Corn and beans were lower at midday following some low weekly sales numbers.
CORN
Corn trade is 1 to 2 cents lower at midday and we have been down around 4 cents due to a firmer dollar and low weekly sales number. The weekly export sales were a marketing year low at 429,000 tons. Granted it was a slower holiday week so the market is not too concerned, but with South American new crop supplies not too far away the market will be watching exports closely as we move forward.
The weekly ethanol report yesterday showed record production, with production up 1.46% on the week and stocks down .03%. So there was positive weekly usage data yesterday. There are limited fresh weather news to be concerned about illustrated by the lower corn and soybean trade here at midday.

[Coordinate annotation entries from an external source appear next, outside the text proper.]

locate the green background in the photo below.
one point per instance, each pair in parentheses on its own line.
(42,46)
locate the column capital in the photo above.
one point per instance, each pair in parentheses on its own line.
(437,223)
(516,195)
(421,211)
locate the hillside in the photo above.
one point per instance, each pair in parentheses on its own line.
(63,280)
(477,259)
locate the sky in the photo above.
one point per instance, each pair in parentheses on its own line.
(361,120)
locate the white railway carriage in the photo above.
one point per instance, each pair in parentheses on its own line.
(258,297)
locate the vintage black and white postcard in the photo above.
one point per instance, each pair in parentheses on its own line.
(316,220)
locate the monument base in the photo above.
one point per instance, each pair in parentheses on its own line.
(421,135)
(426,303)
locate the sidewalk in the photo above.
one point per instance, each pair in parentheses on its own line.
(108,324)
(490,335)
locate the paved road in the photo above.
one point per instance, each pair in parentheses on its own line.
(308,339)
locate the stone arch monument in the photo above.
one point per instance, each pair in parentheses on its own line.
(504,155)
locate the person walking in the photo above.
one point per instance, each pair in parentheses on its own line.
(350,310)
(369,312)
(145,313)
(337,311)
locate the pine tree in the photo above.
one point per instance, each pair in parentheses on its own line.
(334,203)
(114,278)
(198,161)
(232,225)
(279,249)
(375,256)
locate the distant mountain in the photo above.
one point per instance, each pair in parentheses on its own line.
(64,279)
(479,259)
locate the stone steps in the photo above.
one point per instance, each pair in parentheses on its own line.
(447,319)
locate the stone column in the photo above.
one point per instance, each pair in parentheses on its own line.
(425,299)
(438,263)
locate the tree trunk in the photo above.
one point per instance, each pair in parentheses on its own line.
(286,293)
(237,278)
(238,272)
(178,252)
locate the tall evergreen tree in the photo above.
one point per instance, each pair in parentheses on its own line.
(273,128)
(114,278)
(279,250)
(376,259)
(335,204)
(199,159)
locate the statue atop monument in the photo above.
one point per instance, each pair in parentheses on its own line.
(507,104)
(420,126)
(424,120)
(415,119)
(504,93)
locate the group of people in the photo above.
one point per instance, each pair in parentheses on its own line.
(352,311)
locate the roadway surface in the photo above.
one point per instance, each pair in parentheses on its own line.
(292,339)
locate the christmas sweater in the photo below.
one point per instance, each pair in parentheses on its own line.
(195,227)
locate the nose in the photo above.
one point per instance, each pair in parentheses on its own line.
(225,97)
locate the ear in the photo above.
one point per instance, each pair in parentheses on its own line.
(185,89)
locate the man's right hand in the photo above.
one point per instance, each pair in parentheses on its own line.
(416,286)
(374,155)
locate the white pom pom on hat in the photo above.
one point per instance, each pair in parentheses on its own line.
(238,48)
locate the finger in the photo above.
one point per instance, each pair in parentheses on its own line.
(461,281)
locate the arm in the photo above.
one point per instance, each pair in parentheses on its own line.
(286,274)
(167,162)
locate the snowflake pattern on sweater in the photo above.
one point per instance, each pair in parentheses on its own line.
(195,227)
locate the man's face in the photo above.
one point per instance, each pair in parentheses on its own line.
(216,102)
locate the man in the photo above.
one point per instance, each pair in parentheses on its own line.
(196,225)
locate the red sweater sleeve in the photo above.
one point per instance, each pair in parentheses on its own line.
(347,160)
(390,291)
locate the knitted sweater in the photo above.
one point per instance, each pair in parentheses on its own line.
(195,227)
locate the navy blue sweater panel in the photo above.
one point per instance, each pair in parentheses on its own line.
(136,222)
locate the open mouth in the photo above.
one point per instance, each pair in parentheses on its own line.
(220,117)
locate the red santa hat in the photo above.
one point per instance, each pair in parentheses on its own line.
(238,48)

On the March corn chart support is at the $3.55 20-day moving average, then the $3.51 100-day and lowest major moving average. Resistance is at $3.65 which is the upper Bollinger band as well as the area of our 2-month high.
SOYBEANS
Soybean trade is 11 cents lower on new crop and 15 lower on March at midday due to some chart selling and a low weekly export sales number. Meal is down $6.50 and bean oil is down 15 points. The weekly soybean sales were 87,500, down 90% from a week ago.
Meal sales were only 83,300 tons and bean oil sales were good at 30,900 tons. The dollar strength is negative as well but at least crude is giving light spillover outside market support to limit downside.
South American weather is not helping out the market bulls today with limited fresh concerning news to talk about. Some production estimates have slipped the past week or two, but no one appears to be concerned about a major issue, i.e. a big South American crop is expected to keep world supplies at historic high levels. Demand may need to still pick up more to be the force that keeps beans above $$10.
On the March chart we are just below $10 at midday and are about to challenge support at the $9.96 100-day moving average which is the lowest major moving average. The low on Tuesday at $9.92 3/4 is the next level of notable chart support then the $9.83 3/4 2-month low Midday resistance is at the $10.07 200-day then the $10.21 20-day moving average.
WHEAT
Wheat trade is slow at midday with chart buying appearing to keep wheat from slipping and keeping the higher chart trend intact. Chicago is steady, off 2 cents from the daily high and December-January high, Minneapolis is up a penny and Kansas City is up 2 cents. There is limited fresh news this morning to drive the futures higher.
The weekly export sales were only 183,700 tons which is a marketing year low. The dollar is higher and there are limited additional weather issues to talk about.
The chart is good with the move above the 100-day moving average and close above it on Thursday. This level is now support at $4.31 on the Kansas City March contract. A second daily close could still attract fund or small speculative buying here. Fundamentally it is hard to be friendly, but the long-term lows we are at, or near by, give wheat a longer-term ownership appeal.